The final lesson in Cramer’s Stock Market Survival School is this:
“The lifeguard is off duty,” he said. “And when you go swimming in this market, you had better remember there’s nobody out there making sure the water is safe.”
Cramer means, of course, the Securities and Exchange Commission, which he thinks does little these days to protect retail investors. Since the most recent Bush administration took over, the SEC has repealed the uptick rule, approved double- and triple-levered exchange-traded funds and allowed high-frequency trading, all of which have made it harder for “the little guy” to buy and sell stocks. And President Obama has done little to roll back the damage, Cramer said.
Don’t expect any help from the exchanges either, whether Nasdaq or NYSE Euronext . It’s in their interest to allow hedge funds to make tons of fast trades because that’s how the exchanges make their money.

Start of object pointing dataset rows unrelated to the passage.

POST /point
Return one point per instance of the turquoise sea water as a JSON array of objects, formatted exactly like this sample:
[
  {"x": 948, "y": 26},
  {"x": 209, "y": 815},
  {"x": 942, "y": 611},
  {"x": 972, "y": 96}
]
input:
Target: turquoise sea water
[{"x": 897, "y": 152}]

There was a time when the Naz and NYSE were nonprofit, mutualized organizations that could police themselves, but those days are gone. Now their goal is making money, which is fine, but retail investors need to keep this in mind.

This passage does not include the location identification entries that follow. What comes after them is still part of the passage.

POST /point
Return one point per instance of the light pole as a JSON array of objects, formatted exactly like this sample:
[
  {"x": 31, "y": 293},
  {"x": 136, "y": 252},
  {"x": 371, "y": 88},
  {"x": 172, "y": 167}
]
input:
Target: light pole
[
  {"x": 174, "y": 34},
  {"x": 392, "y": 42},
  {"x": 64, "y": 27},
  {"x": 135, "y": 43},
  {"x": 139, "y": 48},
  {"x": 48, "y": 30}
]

And one other note: Investors are also on their own in defending themselves against the Bernie Madoffs of the world. He did, after all, slip right through the SEC’s fingers. So if you’re going to give your hard-earned cash to a money manager, then make sure to demand reports directly from where the manager keeps his master account. And be sure to deal directly with the money manager’s accountant to get results. Also, never give money to a manager who puts it to work in an asset without an easily accessibly price.
If you can’t find the price of said security on CNBC.com, Cramer said, take back your money.